Kanaka, l’avant-dernier livre de Jean-Jacques Viton, proposait de voyager sans bouger de chez soi, à partir de cartes postales reçues des amis des quatre coins du monde. Voyage immobile en apparence puisque les cartes devenues poèmes créaient les lignes de fuite de la rêverie. Je voulais m’en aller mais je n’ai pas bougé, lui, transforme la logique de réception passive en volonté expresse de se mettre en mouvement. Mais le résultat est à la fin le même : je n’ai pas bougé. C’est la ruse du renard qui se dit là, sourire en coin. Mais on ne rit pas longtemps, même si on n’avance parfois dans la légèreté de perceptions, de contrepoints où l’on voit « un grand mouvement vert/ clapotis vert et reclapotis/ la prairie tout entière se transforme/ c’est lent c’est calme ». Car ce nouveau livre est comme imprimé, photographiquement, par la « dure réalité rugueuse » du monde (Rimbaud), de ses drames, du mal qui circule en lui plus vite que la lumière. « Dure réalité », raucité sonore des événements venus se tordre en grimaçant sur l’écran du poème, comme au coin d’une rue une rixe minable et lâche. Je voulais m’en aller…, en deuil presque de la joie, le dira frontalement, nommant les quatre points cardinaux de son balisage (Nord - Ouest - Sud - Est ), NOSE « ça dit nausée. » De ce point-là de dégoût, lassitude presque mélancolique, un programme s’annonce : « ouverture des pièces à conviction/ lourdes vulgaires lassantes épaisses écœurantes/ bêtes déconcertantes superficielles haineuses// entre les mailles de l’alphabet nécessaire/ sur une surface exposée// anorak attentat atrocités archevêque angoisse arbitraire arrogance adipeux avilir asticot/ battre bagne bicots bougnoules béatitude bagnole (…)/ zigouiller zakouskis zieuter zélateur zizi zigomar zup zizanie zone/ regarder tout cela clairement/ trouver un endroit dégagé des pollutions/ éviter la pleine lune bien s’habiller l’hiver ».
Si des mots semblent manquer (stalinisme, par exemple), on voit bien qu’ils sont contenus dans d’autres, « il faut, ajoute Jean-Jacques Viton, connaître son œil (…)/ traduire les hurlements au-dessus de nos têtes ». Construit de 24 poèmes, autant de « plans à regarder comme des cartes en désordre/ dispersées sur une table demi-lune », ce livre est une syncope à lui seul où il y faudra (second exercice) retrouver sa respiration, tant l’horreur vraie des boucheries est montrée. Le poème XV, par exemple, en évitant toute complaisance, touche à une brutalité que seul pût écrire Reznikoff dans Holocauste ou Testimony. Si l’obscénité ne s’y marque pas, ce n’est pas seulement parce qu’elle n’est pas la finalité du poème (aucun expressionnisme vulgaire chez Viton), mais parce que le travail sur le vers, sa sobriété, la césure qu’il permet, suspend la prolifération des représentations où nous croyons penser le monde.
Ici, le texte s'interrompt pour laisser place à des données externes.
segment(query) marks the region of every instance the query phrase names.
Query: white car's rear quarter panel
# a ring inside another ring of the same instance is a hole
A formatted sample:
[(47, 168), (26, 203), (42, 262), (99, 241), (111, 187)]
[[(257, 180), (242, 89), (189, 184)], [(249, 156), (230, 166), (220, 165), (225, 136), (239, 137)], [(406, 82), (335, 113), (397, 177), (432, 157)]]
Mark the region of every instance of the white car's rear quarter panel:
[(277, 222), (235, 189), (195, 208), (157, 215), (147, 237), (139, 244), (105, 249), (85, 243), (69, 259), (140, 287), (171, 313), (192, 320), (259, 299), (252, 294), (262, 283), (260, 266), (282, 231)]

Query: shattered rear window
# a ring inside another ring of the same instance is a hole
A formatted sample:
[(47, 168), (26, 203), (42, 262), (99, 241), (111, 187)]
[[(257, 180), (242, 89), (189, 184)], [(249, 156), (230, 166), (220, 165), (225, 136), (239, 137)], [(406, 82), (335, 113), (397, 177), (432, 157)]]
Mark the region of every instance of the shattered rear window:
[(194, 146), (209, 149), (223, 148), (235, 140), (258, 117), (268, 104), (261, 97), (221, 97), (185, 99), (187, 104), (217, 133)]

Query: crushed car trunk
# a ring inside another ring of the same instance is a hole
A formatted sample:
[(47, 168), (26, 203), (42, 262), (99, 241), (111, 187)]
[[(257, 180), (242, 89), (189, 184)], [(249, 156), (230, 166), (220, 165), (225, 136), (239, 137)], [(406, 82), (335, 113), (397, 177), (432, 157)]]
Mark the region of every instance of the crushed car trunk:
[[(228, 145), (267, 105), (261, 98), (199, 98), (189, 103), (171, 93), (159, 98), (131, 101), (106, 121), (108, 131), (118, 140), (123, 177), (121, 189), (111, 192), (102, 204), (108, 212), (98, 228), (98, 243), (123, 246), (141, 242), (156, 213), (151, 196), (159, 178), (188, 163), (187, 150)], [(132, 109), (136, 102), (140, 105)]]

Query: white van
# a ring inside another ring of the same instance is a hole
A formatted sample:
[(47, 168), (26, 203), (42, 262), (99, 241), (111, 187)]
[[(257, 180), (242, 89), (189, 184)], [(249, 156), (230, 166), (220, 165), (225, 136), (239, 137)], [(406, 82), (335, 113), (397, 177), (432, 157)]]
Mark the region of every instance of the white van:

Ce soulèvement vertical, saillant (projective verse écrira Charles Olson) dévoile une pudeur que le poème, au cœur de l’horreur, permet. La colère, elle aussi, est canalisée par le vers jusqu’au calme de narrations comme trouées de flaques d’eau. On reste pourtant harponné par ce que nous met Viton sous les yeux, des restes épouvantables de la mondialisation, toujours plus agissante, élargissant son déversoir de rebut (décrits méthodiquement), - de la maladie des platanes que les cagettes américaines (pourrissantes) ont permis après la Seconde Guerre mondiale, à l’invention par d’ordinaires racistes de « la soupe au cochon » : « ce sont les bénévoles de la « soupe au cochon »/ qui servent cette soupe discriminatoire inventée à Strasbourg/ copiée à Nice à Charleroi à Bruxelles et sans doute ailleurs/ elle est proposée au SDF sous le slogan/ “les nôtres avant les autres". »
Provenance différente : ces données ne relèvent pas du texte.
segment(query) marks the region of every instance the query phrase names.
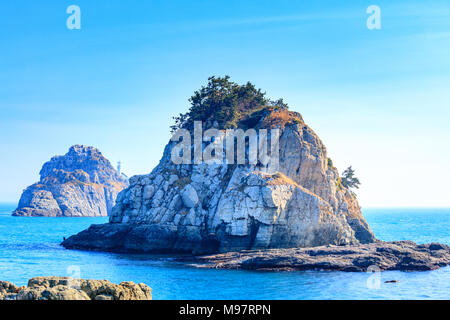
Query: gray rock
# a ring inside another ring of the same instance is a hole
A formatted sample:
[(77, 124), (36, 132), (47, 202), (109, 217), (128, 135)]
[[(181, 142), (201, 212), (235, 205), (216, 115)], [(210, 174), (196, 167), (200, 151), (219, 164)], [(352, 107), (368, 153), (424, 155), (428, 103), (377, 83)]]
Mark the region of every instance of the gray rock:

Jean-Jacques Viton nous avait, c’est vrai, prévenus : « il faut connaître son œil ». La leçon que donne avec lui la littérature pouvant se dire aussi fortement que cela : « la manière dont on se tire de la situation/ n’est pas une chose importante// mais tout ce temps devient unique ». Il faut le traverser.
Je voulais m’en aller mais je n’ai pas bougé
Jean-Jacques Viton
P.O.L, 112 pages, 16 €
Poésie De la réalité rugueuse
mai 2008 | Le Matricule des Anges n°93
| par
Emmanuel Laugier
Jean-Jacques Viton poursuit un cycle de poèmes critiques de la violence du monde, véritable planche de vivre contre l’épuisement et le nihilisme.
Un livre
De la réalité rugueuse
Par
Emmanuel Laugier
Le Matricule des Anges n°93
, mai 2008.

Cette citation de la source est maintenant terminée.